While salespeople have long been trained to imagine themselves as the customer, researchers found that doing so actually makes them more biased and self-centered.
"Ironically, putting oneself in the customer's shoes makes managers even more likely let their own feelings get in the way," study authors Johannes D. Hattula (Imperial College London), Walter Herzog (Otto Beisheim School of Management), Darren W. Dahl (University of British Columbia), and Sven Reinecke (University of St. Gallen), wrote in the paper. "Envisioning oneself as a consumer who is making personal choices causes the manager's true personal preferences to kick in."
The latest findings came from four separate studies where marketing managers were asked to consider a particular car model from a consumer's point of view.

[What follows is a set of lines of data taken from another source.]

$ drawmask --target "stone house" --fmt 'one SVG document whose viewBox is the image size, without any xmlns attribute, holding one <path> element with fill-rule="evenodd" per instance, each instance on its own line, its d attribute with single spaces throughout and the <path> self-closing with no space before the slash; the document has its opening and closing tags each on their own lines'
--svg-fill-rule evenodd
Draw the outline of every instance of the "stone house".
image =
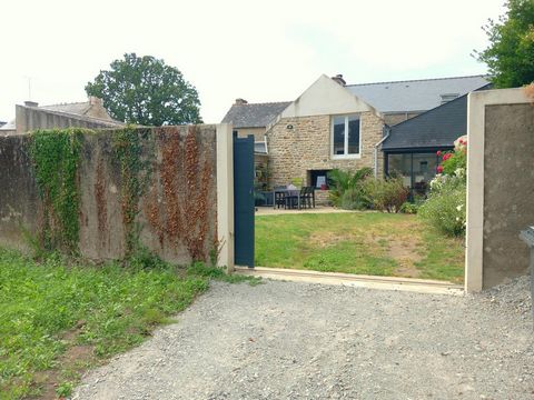
<svg viewBox="0 0 534 400">
<path fill-rule="evenodd" d="M 102 100 L 90 96 L 88 101 L 39 106 L 34 101 L 17 104 L 12 121 L 0 127 L 0 136 L 26 133 L 36 129 L 53 128 L 115 128 L 123 126 L 113 120 Z"/>
<path fill-rule="evenodd" d="M 254 134 L 257 164 L 269 166 L 269 187 L 298 180 L 318 189 L 335 168 L 369 167 L 376 177 L 383 176 L 382 144 L 390 126 L 487 83 L 485 77 L 474 76 L 346 84 L 343 76 L 322 76 L 293 102 L 238 99 L 222 122 L 233 123 L 239 137 Z M 316 196 L 326 198 L 324 191 Z"/>
</svg>

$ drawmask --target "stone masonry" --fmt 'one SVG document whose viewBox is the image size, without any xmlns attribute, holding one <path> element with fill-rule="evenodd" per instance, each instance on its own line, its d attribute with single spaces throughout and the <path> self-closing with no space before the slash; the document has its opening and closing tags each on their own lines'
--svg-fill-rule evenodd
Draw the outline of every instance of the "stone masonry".
<svg viewBox="0 0 534 400">
<path fill-rule="evenodd" d="M 295 178 L 309 184 L 309 170 L 373 168 L 374 149 L 383 138 L 384 120 L 374 112 L 362 112 L 360 119 L 360 157 L 343 160 L 332 158 L 330 116 L 280 119 L 267 131 L 271 184 L 288 184 Z M 378 176 L 382 176 L 382 168 L 383 154 L 378 151 Z"/>
</svg>

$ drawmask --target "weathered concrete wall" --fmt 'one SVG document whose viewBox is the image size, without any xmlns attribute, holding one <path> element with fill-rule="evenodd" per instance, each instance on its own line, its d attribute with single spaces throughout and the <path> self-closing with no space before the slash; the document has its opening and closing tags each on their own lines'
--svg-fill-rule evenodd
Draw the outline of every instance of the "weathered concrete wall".
<svg viewBox="0 0 534 400">
<path fill-rule="evenodd" d="M 467 291 L 524 274 L 528 248 L 520 231 L 534 224 L 534 107 L 522 89 L 468 98 Z"/>
<path fill-rule="evenodd" d="M 217 246 L 216 127 L 138 129 L 140 159 L 149 171 L 136 218 L 139 241 L 161 258 L 188 263 Z M 28 249 L 23 231 L 38 237 L 42 201 L 28 156 L 29 136 L 0 138 L 0 244 Z M 79 168 L 83 257 L 120 259 L 127 249 L 125 174 L 113 152 L 117 131 L 82 137 Z M 115 143 L 115 144 L 113 144 Z"/>
<path fill-rule="evenodd" d="M 29 137 L 0 138 L 0 244 L 28 250 L 26 233 L 42 219 L 39 191 L 28 154 Z"/>
<path fill-rule="evenodd" d="M 534 224 L 534 107 L 486 106 L 483 288 L 524 274 L 520 230 Z"/>
</svg>

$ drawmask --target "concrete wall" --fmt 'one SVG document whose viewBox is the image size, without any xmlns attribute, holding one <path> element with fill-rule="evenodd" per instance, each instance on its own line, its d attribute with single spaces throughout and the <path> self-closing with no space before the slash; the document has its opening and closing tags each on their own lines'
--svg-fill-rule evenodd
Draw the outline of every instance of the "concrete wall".
<svg viewBox="0 0 534 400">
<path fill-rule="evenodd" d="M 468 100 L 466 289 L 524 274 L 518 233 L 534 224 L 534 107 L 523 89 L 473 92 Z"/>
<path fill-rule="evenodd" d="M 138 203 L 140 242 L 182 264 L 191 260 L 191 246 L 200 246 L 207 258 L 217 241 L 225 242 L 219 249 L 221 263 L 231 267 L 231 127 L 166 127 L 139 129 L 138 133 L 141 159 L 148 160 L 151 170 Z M 82 138 L 79 248 L 93 260 L 120 259 L 126 250 L 125 182 L 113 156 L 115 134 L 105 130 Z M 0 244 L 23 250 L 29 248 L 23 231 L 39 234 L 43 208 L 28 156 L 29 140 L 29 136 L 0 138 Z M 218 212 L 225 212 L 219 231 Z"/>
</svg>

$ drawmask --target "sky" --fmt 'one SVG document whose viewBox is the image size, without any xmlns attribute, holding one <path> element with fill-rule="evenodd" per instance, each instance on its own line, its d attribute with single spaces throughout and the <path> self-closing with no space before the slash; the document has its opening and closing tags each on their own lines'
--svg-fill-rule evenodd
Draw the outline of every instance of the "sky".
<svg viewBox="0 0 534 400">
<path fill-rule="evenodd" d="M 471 57 L 504 0 L 7 0 L 0 121 L 14 104 L 85 101 L 126 52 L 178 68 L 205 122 L 236 98 L 295 100 L 320 74 L 348 83 L 486 73 Z"/>
</svg>

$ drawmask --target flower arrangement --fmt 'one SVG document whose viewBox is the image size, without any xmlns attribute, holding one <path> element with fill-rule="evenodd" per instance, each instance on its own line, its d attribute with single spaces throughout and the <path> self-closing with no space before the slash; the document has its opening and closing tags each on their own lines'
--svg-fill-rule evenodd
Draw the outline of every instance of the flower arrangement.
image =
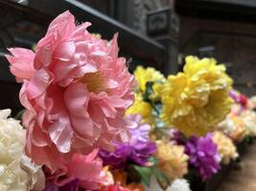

Sales managers were significantly more likely to judge the car models from their own point of view when asked to describe how a typical consumer might feel about the model. The results were replicated in several experiments.
"Every day, marketers try to predict consumer preferences in order to develop new products, design advertisements, and make pricing decisions. Surprisingly, the long-established habit of putting themselves in the customers' place seems to make marketers even more vulnerable to letting their personal preferences interfere. The good news is that when marketers are aware of this fact, they are finally able to set aside their personal likes and dislikes and truly see things through a customer's eyes," researchers concluded.
The findings are published in the Journal of Marketing Research.